L’homme gisant sur la table s’appelait Martin, 27 ans, un jeune débrouillard et aimé de tous, ayant eu le malheur de faire de l’autostop sur la voie communale 28 entre Chatouin-le-pres et Dramart-en-rate. Martin avait entrepris, il y a deux mois de cela, un voyage initiatique à la découverte de notre ruralité, explorant les méandres champêtres et prêtant ses mains et sa force contre le gîte et le couvert. Voyager simplement, se reconnecter avec les gens, les vrais, avait toujours été un motto pour Martin. Peut-être était-ce cette naïveté innocente qui lui avait couté la vie. Car un beau matin, sur cette route communale toute cabossée par les allers-retours des tracteurs, il avait rencontré un homme, quand bien même on puisse encore le.nommer ainsi.

« Et c’est la seule victime pour l’instant ? » demanda Patrick au policier.

« Ah ben ça non Pat’, je pense que tu as toute une récolte qui arrive, trois rangs de 27 ans, deux pieds de quinquas, un composte de sénior et de petits plants d’adolescents »

« Putain mais qu’est-ce que tu racontes là, tu passes bien trop de temps chez Gamm Vert toi »

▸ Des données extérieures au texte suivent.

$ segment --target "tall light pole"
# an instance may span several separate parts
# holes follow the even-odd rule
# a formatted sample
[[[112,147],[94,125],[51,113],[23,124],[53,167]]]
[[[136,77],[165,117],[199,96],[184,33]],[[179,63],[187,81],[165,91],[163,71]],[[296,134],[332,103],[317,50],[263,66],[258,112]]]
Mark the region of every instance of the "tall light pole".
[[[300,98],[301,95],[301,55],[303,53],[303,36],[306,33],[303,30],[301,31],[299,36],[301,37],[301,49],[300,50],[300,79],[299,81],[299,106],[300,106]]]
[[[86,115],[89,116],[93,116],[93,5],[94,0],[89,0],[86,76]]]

« Pat’, je pense qu’il serait judicieux que tu essaies d’activer les quelques neurones présents dans ton cerveau, on parle ici d’une récolte de victime, sur une terre argileuse en plus alors notre gars n’est pas un amateur. Pat’, ces victimes proviennent d’un potager… »

Subitement, le cerveau de Patrick se mit en ébullition, tel un Sherlock Holmes, tout prenait sens et il comprenait maintenant. Il avait affaire à un meurtre, un parmi tant d’autres. L’oeuvre d’un type dérangé, qui prenait les personnes en stop pour, semblerait-il de part sa brève observation du corps, leur assenait un bon coup de pelle sur la tête pour ensuite les enterrer dans son potager. Un grand malade, un de plus.

Patrick se rappela de cette sordide affaire du tueur à linge, épinglé par un voisin un peu trop voyeur alors qu’il étendait sans complexe sa victime sur le fil à linge après l’avoir bien repassé et aplatit, sans oublier le lavage à haute température pour tuer les germes et la lingette anti-décoloration histoire que la peau de la victime ne soit pas altérée par les teintures de ses vêtements. Une sombre histoire qui avait donné lieu à une course poursuite mémorable où les policiers partirent à la poursuite du tueur fou, ce dernier prenant soin de brouiller les pistes en positionnant des pastilles d’adoucissants sur des chemins erronés et tendaient des pièges mortellement glissants à nos deux valeureux soldats de la loi en aspergeant le sol de son mélange (non-breveté) de soude et lessives. Une glissade vous cassait un membre, la soude finissait le travail…

« Memento, homo, quia pulvis es, et in pulverem reverteris » souffla Patrick alors qu’il retroussait ses manches. Il inspira un bon coup, remercia ses parents de l’avoir obligé à choisir latin au collège, jura que plus jamais il n’achèterait de produits bios puis entama sa danse de scalpel, sa dernière danse.